How many terms t of e^ia are needed for cosine(a) to be accurate to n decimal places?

f(n,a):= # of terms t of e^ia needed for n decimal accuracy for cosine(a)

disregarding the initial 1...  Reply With Quote

2. 2) Are there an infinite amount of (non trivial) alternating infinite series in the following form, with r being a variable ratio, and a being a set sequence of numbers (like 2!,4!,6!... or 1!,3!,5!... or 1,20,120, 1200... etc.)

.. that have an infinite amount of zeros as r is increased, similar to sine and cosine?  Reply With Quote

3. Originally Posted by Kharakov How many terms t of e^ia are needed for cosine(a) to be accurate to n decimal places?

f(n,a):= # of terms t of e^ia needed for n decimal accuracy for cosine(a)
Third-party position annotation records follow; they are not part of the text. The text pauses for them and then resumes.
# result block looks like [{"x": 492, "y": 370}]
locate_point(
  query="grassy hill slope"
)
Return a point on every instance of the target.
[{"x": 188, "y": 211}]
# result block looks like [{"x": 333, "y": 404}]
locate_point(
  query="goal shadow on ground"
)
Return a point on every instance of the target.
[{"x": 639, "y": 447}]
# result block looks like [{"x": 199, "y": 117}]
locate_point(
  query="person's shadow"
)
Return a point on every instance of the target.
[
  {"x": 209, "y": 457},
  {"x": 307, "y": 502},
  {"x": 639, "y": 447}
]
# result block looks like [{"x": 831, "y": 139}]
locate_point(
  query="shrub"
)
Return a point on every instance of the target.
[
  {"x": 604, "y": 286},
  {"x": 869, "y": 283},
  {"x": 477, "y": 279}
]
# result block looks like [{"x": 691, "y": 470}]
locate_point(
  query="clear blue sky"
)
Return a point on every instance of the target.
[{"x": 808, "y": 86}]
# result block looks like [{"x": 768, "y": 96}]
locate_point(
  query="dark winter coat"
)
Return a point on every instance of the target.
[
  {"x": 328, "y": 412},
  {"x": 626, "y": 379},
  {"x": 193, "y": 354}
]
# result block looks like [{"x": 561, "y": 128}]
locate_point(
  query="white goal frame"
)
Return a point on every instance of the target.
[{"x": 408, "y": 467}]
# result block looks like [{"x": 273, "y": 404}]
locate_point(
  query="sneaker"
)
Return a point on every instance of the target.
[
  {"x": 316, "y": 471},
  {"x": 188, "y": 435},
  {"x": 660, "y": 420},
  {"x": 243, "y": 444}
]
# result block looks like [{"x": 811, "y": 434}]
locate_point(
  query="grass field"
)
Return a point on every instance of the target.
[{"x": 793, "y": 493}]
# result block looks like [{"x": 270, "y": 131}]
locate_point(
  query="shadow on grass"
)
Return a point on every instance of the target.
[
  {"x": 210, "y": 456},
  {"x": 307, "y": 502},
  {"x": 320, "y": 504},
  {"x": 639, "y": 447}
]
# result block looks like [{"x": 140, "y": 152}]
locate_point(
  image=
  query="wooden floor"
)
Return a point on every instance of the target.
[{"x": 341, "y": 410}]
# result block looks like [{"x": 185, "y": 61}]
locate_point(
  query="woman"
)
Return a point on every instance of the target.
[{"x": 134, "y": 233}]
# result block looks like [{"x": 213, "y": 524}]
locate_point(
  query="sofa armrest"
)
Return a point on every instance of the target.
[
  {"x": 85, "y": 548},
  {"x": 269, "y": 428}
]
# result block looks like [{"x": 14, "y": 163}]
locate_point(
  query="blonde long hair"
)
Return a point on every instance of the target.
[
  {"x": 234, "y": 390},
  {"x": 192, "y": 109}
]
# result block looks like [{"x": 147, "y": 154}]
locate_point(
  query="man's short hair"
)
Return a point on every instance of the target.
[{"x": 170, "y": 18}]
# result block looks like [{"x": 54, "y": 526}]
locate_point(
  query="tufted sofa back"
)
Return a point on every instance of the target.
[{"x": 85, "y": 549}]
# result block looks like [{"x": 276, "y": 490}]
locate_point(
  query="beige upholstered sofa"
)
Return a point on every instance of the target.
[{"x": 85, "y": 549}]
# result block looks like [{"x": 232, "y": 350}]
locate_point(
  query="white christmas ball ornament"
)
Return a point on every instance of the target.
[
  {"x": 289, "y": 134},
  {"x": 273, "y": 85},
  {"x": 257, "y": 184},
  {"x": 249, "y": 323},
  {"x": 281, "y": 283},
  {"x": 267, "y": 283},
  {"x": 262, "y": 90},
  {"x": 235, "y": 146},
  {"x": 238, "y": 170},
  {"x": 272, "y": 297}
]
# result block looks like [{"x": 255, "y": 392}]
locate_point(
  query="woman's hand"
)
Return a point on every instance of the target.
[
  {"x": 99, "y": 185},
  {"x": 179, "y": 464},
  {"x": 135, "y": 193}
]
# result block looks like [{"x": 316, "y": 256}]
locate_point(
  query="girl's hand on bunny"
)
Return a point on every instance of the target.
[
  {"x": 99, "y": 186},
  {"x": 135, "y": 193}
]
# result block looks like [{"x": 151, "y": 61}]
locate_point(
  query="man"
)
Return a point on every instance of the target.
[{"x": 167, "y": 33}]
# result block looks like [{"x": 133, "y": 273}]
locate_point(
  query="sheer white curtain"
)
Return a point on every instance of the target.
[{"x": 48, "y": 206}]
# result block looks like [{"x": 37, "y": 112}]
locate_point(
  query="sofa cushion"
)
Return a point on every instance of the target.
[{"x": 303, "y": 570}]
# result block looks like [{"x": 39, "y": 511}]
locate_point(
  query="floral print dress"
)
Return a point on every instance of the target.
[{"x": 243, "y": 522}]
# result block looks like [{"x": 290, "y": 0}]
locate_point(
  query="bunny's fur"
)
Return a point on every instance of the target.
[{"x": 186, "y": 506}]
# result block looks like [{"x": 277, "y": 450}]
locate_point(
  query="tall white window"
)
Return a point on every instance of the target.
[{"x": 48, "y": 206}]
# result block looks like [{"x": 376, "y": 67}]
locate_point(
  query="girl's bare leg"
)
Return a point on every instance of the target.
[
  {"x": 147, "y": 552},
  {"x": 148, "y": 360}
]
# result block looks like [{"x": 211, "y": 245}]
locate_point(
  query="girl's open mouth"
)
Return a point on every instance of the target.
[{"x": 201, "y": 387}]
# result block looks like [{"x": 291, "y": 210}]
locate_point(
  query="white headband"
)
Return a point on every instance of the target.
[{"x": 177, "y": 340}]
disregarding the initial 1...

Do you understand complex numbers?

You are invoking Euler's Formula. e^ix represents a single complex frequency or sin/cos wave. They are real numbers as such infinite. In engineering we convert to phasors to make math easier.

Scroll down to trigonometry
https://en.wikipedia.org/wiki/Euler%27s_formula

https://en.wikipedia.org/wiki/Phasor

I used the Taylor Series to calculate trig functions in embedded computing. I dervived the number of terms needed by calculation.  Reply With Quote

4. Originally Posted by steve_bank Do you understand complex numbers?
No. Ok, I might be being disingenuous. That image is generated with a form of dual (or bi) complex number, rotations, reflections, polygonal (or polyhedral?? I forget) transforms that I wrote a while back.  Reply With Quote

5. To answer more simply the relationship between sin-cos and an a complex exponential is an identity. The transformation to complex exponentials is analogous to transforming to logarithms to perform multiplication and division.

a*b = log(a) + log(b)  Reply With Quote

6. Steve, are you fucking with me because I derail threads, or do you really think you answered any question that I asked?

I didn't want to write a formula myself. Damnit. Fuck you guys. I'll do it.

termspart:1-a^2/2, tp1:2,
while floor [(cosine(a) - termspart)*10^n] >0 do [

termspart:termspart+ (-1)^tp1*a^(2*tp1)/((2*tp1)!),
tp1:tp1+1,
disp ("fuck you guys")
],

disp (sconcat("fuck you guys: ", tp1-1))

easier method good enough for my purposes: calculate when 10^(n+1) *[a^(2(t+2))/(((t+2)2)!)] <5  Reply With Quote

7. I paid three dollars for a six pack of Pepsi.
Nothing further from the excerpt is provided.